I've resolved to go to a meeting on Sunday. This is a big step for me because of the anxiety I face with such things.
Can I just call someone or a number that is listed? I just thought those numbers were only there to leave a message and ask about times, dates, etc., to the meetings.
Really, it IS a matter of death for me. I CANNOT use again - EVER. It's also a matter of whether or not I ever get to have kids since these things will mess up organs that will mess up the endocrine system, etc. I can never claim ignorance to what I am doing to myself because I've spent literally months reading over whatever material I can find. I know this will kill me one day. I should know better because I was left a little girl with no father due to his addiction. Why am I BEING SO STUPID! I am so mad at myself. I am ashamed, which leads me eventually to seek an out to the raw emotion of shame and guilt. I think I gained something from the last relapse though, because I am now of the opinion that running away from the shame and guilt is far worse for me than facing it and feeling the rest of myself in my entirety. I miss my gregariousness, my sense of humour, my energy and stamina. I stole almost FIVE years of that from myself. I should be angry as hell!

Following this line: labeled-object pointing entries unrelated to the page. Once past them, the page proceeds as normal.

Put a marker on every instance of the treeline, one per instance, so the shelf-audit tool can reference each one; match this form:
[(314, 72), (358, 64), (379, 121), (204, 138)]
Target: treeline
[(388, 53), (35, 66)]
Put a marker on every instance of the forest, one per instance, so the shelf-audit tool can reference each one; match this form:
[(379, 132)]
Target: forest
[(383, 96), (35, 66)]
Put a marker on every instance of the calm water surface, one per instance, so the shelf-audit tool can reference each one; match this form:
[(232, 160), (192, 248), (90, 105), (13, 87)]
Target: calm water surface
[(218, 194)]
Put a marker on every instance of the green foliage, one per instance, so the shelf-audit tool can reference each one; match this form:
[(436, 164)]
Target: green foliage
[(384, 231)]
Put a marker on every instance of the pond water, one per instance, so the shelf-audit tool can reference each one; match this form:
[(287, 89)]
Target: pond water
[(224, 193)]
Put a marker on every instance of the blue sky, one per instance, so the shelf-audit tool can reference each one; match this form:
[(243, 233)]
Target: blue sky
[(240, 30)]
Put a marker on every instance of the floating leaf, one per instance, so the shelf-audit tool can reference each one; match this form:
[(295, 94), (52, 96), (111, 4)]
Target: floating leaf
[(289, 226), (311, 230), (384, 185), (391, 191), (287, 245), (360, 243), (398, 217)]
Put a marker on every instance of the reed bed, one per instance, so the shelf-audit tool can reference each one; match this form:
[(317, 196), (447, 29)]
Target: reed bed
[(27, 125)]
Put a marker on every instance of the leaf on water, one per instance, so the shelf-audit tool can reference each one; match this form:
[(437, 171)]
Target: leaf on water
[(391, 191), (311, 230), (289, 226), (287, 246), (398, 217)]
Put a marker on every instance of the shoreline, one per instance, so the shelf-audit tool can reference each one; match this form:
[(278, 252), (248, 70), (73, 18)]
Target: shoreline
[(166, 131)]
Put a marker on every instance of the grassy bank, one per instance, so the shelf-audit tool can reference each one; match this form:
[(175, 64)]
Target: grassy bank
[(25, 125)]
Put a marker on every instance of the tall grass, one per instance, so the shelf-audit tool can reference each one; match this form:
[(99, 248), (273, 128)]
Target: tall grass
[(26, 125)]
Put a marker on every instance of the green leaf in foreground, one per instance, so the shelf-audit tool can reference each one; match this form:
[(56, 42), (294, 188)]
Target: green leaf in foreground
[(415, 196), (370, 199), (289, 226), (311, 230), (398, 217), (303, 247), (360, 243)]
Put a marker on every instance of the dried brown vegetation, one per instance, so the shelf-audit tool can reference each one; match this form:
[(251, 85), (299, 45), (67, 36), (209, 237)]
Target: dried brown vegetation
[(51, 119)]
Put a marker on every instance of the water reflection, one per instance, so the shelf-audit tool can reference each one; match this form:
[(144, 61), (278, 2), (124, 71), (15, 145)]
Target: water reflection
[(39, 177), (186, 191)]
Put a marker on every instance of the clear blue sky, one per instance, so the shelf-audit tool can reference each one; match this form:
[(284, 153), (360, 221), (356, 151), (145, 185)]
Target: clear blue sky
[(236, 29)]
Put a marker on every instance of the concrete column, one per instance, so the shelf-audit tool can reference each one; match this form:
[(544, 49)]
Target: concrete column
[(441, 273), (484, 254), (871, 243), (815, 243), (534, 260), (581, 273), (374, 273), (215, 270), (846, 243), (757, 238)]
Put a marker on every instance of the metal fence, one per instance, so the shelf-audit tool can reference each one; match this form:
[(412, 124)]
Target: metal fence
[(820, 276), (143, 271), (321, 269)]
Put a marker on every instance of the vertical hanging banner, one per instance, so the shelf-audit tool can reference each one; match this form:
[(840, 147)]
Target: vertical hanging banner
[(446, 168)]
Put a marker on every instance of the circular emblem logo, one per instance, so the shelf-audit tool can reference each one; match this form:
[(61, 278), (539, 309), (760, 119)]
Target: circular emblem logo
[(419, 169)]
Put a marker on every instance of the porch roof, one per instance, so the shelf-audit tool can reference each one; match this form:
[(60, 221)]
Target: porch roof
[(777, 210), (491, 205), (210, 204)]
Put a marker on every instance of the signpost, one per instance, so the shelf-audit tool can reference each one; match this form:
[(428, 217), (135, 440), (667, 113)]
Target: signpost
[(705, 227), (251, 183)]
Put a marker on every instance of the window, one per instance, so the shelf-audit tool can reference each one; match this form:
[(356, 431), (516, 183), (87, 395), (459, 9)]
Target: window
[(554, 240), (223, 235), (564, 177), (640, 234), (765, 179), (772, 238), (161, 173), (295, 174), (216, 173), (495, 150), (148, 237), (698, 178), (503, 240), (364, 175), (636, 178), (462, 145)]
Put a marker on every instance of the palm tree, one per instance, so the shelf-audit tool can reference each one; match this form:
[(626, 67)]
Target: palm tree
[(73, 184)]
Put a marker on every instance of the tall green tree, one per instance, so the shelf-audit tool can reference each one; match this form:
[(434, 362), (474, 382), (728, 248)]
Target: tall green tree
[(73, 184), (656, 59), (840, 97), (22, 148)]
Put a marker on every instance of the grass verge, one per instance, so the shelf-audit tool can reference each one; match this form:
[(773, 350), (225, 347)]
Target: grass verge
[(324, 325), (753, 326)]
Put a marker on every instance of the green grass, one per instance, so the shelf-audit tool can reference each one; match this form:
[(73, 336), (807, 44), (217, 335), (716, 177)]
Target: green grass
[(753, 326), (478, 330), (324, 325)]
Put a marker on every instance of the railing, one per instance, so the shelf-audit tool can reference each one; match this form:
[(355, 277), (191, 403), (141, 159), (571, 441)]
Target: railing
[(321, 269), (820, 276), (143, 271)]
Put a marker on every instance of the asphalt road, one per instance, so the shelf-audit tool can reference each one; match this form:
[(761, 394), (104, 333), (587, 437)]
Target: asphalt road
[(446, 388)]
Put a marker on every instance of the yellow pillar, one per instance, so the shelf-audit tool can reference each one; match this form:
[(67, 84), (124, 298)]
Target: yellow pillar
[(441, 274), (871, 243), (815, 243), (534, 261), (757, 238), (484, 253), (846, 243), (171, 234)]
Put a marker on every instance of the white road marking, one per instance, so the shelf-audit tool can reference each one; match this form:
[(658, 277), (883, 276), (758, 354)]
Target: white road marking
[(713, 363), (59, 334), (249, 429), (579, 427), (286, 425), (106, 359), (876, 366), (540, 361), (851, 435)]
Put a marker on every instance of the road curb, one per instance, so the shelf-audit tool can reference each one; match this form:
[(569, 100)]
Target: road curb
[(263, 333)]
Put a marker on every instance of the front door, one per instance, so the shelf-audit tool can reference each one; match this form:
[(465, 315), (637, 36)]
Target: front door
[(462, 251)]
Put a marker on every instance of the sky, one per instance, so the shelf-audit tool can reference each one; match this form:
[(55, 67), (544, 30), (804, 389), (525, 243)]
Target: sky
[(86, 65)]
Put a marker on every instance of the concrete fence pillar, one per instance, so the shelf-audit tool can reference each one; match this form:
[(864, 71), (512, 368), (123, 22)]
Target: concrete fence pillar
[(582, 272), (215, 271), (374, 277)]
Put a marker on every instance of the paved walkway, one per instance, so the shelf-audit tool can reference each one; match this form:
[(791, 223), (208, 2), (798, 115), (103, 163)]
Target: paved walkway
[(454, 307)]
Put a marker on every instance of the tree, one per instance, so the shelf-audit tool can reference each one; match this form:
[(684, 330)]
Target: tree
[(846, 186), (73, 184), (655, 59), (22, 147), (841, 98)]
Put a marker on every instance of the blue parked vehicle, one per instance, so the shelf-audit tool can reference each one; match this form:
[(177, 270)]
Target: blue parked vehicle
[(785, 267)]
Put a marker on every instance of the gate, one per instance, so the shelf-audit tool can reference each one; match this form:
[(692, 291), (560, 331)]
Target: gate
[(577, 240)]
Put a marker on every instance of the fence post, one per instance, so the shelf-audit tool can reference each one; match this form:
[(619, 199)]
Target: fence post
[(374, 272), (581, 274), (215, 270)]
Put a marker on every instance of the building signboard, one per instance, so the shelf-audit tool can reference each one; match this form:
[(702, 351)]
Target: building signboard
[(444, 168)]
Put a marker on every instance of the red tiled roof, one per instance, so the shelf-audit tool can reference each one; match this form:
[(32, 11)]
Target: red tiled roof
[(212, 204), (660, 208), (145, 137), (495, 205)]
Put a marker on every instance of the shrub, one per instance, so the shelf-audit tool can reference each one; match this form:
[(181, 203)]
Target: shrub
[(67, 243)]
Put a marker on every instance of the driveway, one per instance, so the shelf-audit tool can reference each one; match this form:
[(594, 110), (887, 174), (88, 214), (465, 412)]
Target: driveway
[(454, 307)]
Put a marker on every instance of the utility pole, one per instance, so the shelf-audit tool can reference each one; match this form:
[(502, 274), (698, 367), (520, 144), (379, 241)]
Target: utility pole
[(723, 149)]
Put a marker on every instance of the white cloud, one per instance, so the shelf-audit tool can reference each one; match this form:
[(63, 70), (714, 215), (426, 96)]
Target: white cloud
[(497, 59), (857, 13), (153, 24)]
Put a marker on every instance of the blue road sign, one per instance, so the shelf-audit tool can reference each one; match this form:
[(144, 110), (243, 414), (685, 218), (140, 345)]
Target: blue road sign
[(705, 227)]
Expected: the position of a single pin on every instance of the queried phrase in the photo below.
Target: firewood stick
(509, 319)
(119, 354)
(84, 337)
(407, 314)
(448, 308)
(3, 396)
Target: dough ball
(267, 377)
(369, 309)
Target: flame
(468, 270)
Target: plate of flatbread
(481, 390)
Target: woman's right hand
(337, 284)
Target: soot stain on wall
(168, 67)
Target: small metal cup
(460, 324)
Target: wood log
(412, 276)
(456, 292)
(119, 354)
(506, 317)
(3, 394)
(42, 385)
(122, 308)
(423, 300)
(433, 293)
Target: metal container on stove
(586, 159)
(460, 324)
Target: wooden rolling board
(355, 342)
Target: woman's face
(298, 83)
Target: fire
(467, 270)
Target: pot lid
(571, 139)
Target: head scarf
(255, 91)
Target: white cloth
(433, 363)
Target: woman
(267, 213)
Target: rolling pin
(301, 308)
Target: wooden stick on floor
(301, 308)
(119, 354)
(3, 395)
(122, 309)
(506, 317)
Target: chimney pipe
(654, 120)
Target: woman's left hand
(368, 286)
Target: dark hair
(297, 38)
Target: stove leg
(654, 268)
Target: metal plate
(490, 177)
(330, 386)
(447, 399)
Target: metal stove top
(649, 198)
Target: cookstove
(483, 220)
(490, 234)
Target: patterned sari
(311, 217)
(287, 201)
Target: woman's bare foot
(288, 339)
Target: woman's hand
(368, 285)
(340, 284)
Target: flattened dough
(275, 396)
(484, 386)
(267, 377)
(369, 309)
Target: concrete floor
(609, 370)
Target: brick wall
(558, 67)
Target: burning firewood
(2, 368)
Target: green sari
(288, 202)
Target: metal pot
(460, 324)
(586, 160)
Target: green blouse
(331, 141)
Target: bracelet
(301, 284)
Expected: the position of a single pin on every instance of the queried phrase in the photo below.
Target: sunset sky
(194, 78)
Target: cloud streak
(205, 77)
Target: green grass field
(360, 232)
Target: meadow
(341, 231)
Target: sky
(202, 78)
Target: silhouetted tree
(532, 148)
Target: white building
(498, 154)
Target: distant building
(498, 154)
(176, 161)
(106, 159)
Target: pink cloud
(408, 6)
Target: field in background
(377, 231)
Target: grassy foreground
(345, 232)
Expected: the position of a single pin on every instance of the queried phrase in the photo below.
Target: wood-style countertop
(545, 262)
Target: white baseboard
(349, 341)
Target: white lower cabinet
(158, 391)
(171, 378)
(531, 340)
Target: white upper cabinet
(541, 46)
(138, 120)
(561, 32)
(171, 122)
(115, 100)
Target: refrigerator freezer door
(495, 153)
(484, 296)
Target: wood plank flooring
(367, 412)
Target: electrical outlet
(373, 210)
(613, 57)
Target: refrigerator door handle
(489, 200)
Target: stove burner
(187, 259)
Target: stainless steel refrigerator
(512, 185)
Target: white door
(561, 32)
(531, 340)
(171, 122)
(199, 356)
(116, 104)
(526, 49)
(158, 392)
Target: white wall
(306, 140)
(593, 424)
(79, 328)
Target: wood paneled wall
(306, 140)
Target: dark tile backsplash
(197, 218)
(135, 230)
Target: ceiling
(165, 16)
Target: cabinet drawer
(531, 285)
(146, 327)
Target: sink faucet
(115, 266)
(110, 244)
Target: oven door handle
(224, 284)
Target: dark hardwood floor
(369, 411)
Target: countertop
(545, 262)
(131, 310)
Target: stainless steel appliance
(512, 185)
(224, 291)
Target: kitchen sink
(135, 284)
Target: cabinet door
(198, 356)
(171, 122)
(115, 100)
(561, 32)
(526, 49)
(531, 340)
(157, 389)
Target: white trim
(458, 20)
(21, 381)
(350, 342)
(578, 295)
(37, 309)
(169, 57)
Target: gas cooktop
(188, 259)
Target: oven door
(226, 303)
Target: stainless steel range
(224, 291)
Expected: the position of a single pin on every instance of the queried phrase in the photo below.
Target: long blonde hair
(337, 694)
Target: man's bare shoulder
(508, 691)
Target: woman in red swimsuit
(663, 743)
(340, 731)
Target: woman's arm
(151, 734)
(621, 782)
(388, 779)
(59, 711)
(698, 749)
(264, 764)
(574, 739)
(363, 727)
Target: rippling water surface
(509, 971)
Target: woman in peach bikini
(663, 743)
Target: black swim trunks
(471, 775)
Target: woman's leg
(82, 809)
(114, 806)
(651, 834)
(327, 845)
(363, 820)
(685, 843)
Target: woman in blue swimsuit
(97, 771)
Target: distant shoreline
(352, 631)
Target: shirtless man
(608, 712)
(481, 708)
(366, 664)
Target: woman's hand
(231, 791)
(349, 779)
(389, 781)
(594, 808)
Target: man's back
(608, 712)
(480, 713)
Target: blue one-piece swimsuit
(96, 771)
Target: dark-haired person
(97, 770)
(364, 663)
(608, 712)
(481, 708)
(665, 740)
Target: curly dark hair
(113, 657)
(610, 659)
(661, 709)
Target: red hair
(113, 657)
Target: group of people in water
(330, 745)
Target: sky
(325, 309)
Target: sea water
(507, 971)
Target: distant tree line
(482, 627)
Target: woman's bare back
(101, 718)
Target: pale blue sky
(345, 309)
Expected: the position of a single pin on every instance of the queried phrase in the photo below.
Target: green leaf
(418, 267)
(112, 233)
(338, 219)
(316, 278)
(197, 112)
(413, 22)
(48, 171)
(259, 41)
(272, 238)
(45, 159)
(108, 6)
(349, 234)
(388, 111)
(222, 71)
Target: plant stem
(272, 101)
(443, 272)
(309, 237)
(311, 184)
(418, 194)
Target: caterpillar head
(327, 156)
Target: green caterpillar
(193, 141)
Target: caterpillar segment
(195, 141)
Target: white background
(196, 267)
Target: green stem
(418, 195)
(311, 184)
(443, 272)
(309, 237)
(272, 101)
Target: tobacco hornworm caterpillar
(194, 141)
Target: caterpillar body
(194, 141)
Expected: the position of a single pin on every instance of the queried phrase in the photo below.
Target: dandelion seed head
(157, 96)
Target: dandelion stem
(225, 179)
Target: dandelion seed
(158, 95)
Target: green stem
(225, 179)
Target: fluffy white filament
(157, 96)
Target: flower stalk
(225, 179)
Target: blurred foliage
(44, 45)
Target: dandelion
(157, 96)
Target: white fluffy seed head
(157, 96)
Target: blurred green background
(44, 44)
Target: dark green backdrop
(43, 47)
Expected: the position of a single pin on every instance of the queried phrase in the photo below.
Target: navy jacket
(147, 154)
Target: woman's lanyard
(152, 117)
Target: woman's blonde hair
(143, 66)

But, for today I have to remind myself to take it one day at a time. I resolved not to use today. Tomorrow I will wake up and make another resolution. I can't think about it though. I am enjoying the life slowly come back to my bloated and beaten up body. I want to cry at every moment just because I need a release, not because something in particular made me upset. I have to take the swell of emotions in stride and allow myself to be without any preconceived notion of what I ought to be and what I am because of what I did to myself. I don't want to analyse the spilled milk on the floor, but instead want to wipe it up bit by bit. No timelines, no expectations (other than to commit to life on its terms) and to stop fighting the inevitable truth that control is just an illusion. I give up and raise my hands to the sky and hope that my God will think I'm worthy enough to pick me up and carry me for a while.